Non è chiaro da cosa la Corte desuma la necessità di questi “tempi tecnici” perché l'appellato eventualmente restituisca quanto dovuto al termine del giudizio di appello: si potrebbe intuire che, da ora in avanti, la Corte intenda adottare una sorta di “presunzione assoluta di non restituzione spontanea” e che, in ogni caso, non rilevando in alcun modo né l'impossibilità né la semplice difficoltà nel recupero delle somme, sembrerebbe perciò che, in caso di somme rilevanti, sia sufficiente che la restituzione non avvenga nell'immediatezza della sentenza; la “presunzione di non restituzione” farebbe il resto, rendendo così automatica la concessione della sospensiva a tutte le sentenze di primo grado che abbiano ad oggetto rilevanti somme di denaro.
Al riguardo, si sottolinea come, nel caso di specie, la banca si era rifiutata di pagare anche in forza della sentenza esecutiva del Tribunale di Firenze e del relativo precetto e si era reso necessario il pignoramento.
Questo aspetto, noto alla Corte, non è stato ritenuto però influente.

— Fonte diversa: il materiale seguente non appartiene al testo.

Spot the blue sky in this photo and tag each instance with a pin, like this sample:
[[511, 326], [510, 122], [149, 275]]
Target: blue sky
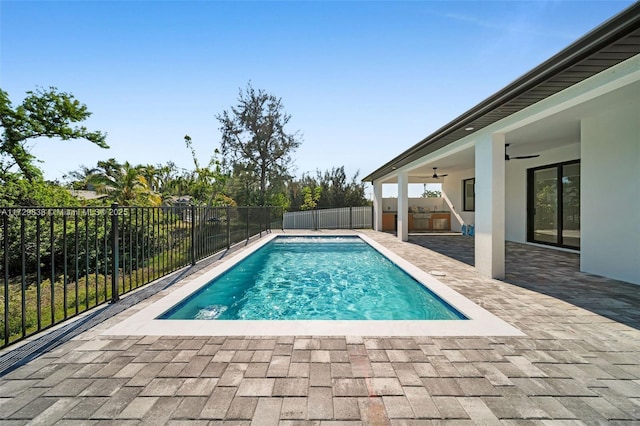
[[363, 81]]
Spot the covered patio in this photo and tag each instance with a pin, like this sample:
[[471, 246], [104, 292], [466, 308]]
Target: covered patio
[[550, 160]]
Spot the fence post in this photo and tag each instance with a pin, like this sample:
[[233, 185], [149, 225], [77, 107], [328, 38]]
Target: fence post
[[373, 219], [350, 217], [5, 263], [115, 252], [193, 234], [228, 227]]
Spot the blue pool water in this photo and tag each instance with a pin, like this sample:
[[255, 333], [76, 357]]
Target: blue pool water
[[314, 278]]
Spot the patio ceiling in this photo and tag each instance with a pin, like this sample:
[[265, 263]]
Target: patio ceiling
[[610, 44]]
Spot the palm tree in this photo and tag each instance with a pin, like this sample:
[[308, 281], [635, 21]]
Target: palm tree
[[124, 184]]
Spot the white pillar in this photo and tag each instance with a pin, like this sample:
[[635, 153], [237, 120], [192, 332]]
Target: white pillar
[[490, 206], [377, 206], [403, 206]]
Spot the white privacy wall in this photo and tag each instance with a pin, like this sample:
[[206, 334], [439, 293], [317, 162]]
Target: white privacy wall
[[610, 192]]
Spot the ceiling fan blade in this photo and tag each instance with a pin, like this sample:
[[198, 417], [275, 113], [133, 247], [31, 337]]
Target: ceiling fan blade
[[522, 157]]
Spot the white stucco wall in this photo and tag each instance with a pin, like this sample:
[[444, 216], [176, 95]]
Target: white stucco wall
[[452, 186], [610, 192]]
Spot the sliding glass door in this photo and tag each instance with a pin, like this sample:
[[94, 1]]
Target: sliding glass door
[[554, 204]]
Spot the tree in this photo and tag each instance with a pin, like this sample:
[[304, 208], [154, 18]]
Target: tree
[[254, 139], [43, 113], [207, 183], [311, 197], [124, 184]]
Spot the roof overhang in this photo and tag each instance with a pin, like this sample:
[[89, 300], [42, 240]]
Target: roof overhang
[[613, 42]]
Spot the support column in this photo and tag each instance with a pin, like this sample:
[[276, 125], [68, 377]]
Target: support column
[[377, 206], [490, 206], [403, 206]]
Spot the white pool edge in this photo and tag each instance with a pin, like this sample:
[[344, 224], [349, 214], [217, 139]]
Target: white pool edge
[[480, 322]]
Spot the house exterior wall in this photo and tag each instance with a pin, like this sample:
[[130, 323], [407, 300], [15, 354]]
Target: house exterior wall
[[452, 186], [610, 193]]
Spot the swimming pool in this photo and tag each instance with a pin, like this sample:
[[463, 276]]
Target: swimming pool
[[314, 278], [143, 320]]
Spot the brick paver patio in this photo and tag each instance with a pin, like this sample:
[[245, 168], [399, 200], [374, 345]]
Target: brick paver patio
[[579, 362]]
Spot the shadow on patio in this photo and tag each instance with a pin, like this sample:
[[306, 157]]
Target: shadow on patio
[[551, 272]]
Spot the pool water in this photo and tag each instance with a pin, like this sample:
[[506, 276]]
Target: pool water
[[314, 278]]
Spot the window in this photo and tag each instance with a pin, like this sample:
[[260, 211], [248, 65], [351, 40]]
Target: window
[[469, 195], [553, 204]]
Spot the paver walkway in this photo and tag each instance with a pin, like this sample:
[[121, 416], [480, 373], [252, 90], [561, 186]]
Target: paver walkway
[[579, 362]]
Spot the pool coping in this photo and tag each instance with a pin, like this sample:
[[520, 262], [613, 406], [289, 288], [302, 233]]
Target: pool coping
[[480, 322]]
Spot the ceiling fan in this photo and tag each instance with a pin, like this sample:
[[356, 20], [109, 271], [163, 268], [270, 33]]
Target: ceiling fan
[[520, 157], [435, 174]]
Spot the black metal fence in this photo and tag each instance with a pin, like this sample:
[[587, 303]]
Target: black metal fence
[[60, 262]]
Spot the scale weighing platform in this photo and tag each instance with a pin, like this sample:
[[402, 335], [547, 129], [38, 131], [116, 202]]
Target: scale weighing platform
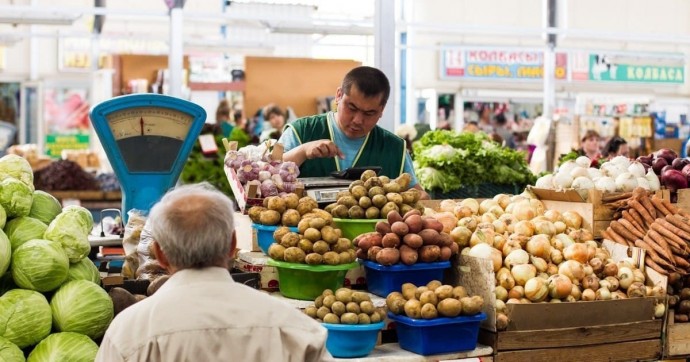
[[147, 138]]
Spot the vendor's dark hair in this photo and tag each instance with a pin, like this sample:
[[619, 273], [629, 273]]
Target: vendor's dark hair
[[368, 80], [613, 145]]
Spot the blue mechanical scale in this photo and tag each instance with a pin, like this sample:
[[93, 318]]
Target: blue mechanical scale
[[147, 138]]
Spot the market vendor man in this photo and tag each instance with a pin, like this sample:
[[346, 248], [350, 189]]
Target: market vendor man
[[350, 137]]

E, in effetti, a rigor di diritto, non avrebbe dovuto esserlo.
Tuttavia, con l'impostazione che ha dato la Corte, resta inspiegato perchè, anche ammesso e non concesso che una parte della sentenza avrebbe potuto essere riformata (ma per altra parte sarebbe comunque rimasta in piedi), la Corte abbia avuto maggiore preoccupazione di un “eventuale” ritardo nella restituzione di quanto ricevuto da parte dell'appellato, piuttosto che di un pagamento da parte della banca che ha già deliberatamente ignorato una sentenza esecutiva del Tribunale.
Un'ultima osservazione.
Nell'ordinanza viene inaspettatamente sospesa l'efficacia esecutiva della sentenza di primo grado, come richiesto dall'appellante.
Ma, essendo l'esecuzione già iniziata, la Corte avrebbe dovuto sospendere l'esecuzione e non l'efficacia esecutiva, che può, appunto, essere sospesa solo se l'esecuzione non è ancora stata promossa.
Alla luce di tutto quanto sopra, sembrerebbe che il mutamento giurisprudenziale della Corte sulla concessione della sospensiva sia radicale, con ciò aprendo una nuova frontiera nel mondo della inibitoria.